To prevent the return of the Chudel, some people pass underneath the bier the legs of the cot on which the woman lay in her confinement, while others drive in an iron nail at the end of the street immediately after the corpse has been carried beyond the village boundary.[151]
In some places, the nail is driven into the threshold of the house.[152]
Even after the precautions mentioned above have been taken, to prevent the return of a Chudel or Vantri, Shrāddhas are performed, and a number of Brāhman women feasted on the twelfth and thirteenth day after death to propitiate her as the fear of the mischief done by her is very strong.[152]
A Chudel has no shoulders.[153] Any passer by coming across her is asked by her to take her to his home, and if he agrees, she accompanies him, passes the night in his company, and brings his life to a speedy end.
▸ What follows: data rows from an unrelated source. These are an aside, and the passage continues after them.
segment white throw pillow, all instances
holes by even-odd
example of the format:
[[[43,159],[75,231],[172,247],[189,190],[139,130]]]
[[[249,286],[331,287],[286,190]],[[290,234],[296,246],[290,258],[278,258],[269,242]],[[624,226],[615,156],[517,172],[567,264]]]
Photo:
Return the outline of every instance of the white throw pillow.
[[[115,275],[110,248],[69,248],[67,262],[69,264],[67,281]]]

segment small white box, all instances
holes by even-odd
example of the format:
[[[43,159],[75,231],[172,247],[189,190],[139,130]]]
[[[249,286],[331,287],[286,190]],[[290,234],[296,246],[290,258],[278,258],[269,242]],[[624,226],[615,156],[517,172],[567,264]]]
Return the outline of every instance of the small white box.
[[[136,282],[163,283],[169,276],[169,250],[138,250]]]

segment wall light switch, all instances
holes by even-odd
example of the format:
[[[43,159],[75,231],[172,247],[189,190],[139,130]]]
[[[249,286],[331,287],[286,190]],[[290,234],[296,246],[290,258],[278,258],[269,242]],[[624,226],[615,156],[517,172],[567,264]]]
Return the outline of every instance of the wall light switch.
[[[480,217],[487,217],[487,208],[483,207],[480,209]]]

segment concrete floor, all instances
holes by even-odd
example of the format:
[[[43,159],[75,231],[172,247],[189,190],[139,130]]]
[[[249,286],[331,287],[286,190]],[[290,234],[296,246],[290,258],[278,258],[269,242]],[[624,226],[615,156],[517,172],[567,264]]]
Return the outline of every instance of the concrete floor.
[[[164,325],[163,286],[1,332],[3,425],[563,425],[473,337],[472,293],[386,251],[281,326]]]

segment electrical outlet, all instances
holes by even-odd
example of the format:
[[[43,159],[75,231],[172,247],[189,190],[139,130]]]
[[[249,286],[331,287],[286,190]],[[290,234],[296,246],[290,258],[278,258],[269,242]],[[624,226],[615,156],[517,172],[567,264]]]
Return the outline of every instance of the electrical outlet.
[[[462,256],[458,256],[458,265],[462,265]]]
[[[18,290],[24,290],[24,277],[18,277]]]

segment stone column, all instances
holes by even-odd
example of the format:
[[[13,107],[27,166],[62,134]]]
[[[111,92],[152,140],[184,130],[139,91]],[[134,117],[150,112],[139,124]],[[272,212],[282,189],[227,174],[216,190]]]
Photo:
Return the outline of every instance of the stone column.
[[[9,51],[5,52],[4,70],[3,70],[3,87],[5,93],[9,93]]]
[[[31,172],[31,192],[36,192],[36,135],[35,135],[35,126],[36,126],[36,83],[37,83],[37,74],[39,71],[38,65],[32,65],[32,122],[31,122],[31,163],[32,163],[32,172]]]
In the village of Charādi under the jurisdiction of Dhrāngadhra, a Girāsia named Halāji fell into the clutches of a Chudel who was driven from his person by the enchantment of a Jati on condition that he should not go into the eastern part of the village.[154]
It is believed that a woman can be relieved from the ghostly order of a Chudel by the performance of a shrāddha at Siddhapur.[155]
There is no belief that the father has to take special precautions at the birth of his child except that care is taken to note the exact time of the child’s birth for the purpose of casting its horoscope correctly. An inkstand and pen are also placed in the lying-in-room, as it is believed that the creator writes the destiny of a child as soon as it makes its appearance into the world.[156]
All children born in Jyeshta Nakshatra, Mula-nakshatra, or Yamaghanta are said to cause the death of their male parent. Such children were left to starve uncared for in forests in olden times; but now-a-days they are kept alive, as certain performances are believed to avert the evil. One such performance is only to see the child after clarified butter has been given in donation. Another is to see its face after it has been bathed with the water collected from eighteen wells in a pot with a thousand holes.[157] In a third, the parents of the child hold in their hands goblets filled with clarified butter, and see their faces reflected in them before the child is presented to the sight of the father.
Such children are named Mulubhāi, Mulchand, Muli or Mulo.
A child born in the month of Jyeshta prognosticates poverty.[158]
If the birth time of a child happens to fall within the ecliptic period, that is the period of nine hours before an eclipse takes place, as well as in the duration of the eclipse, the father does not see the child before performing certain rites, as to do so is supposed to bring misfortune.[159]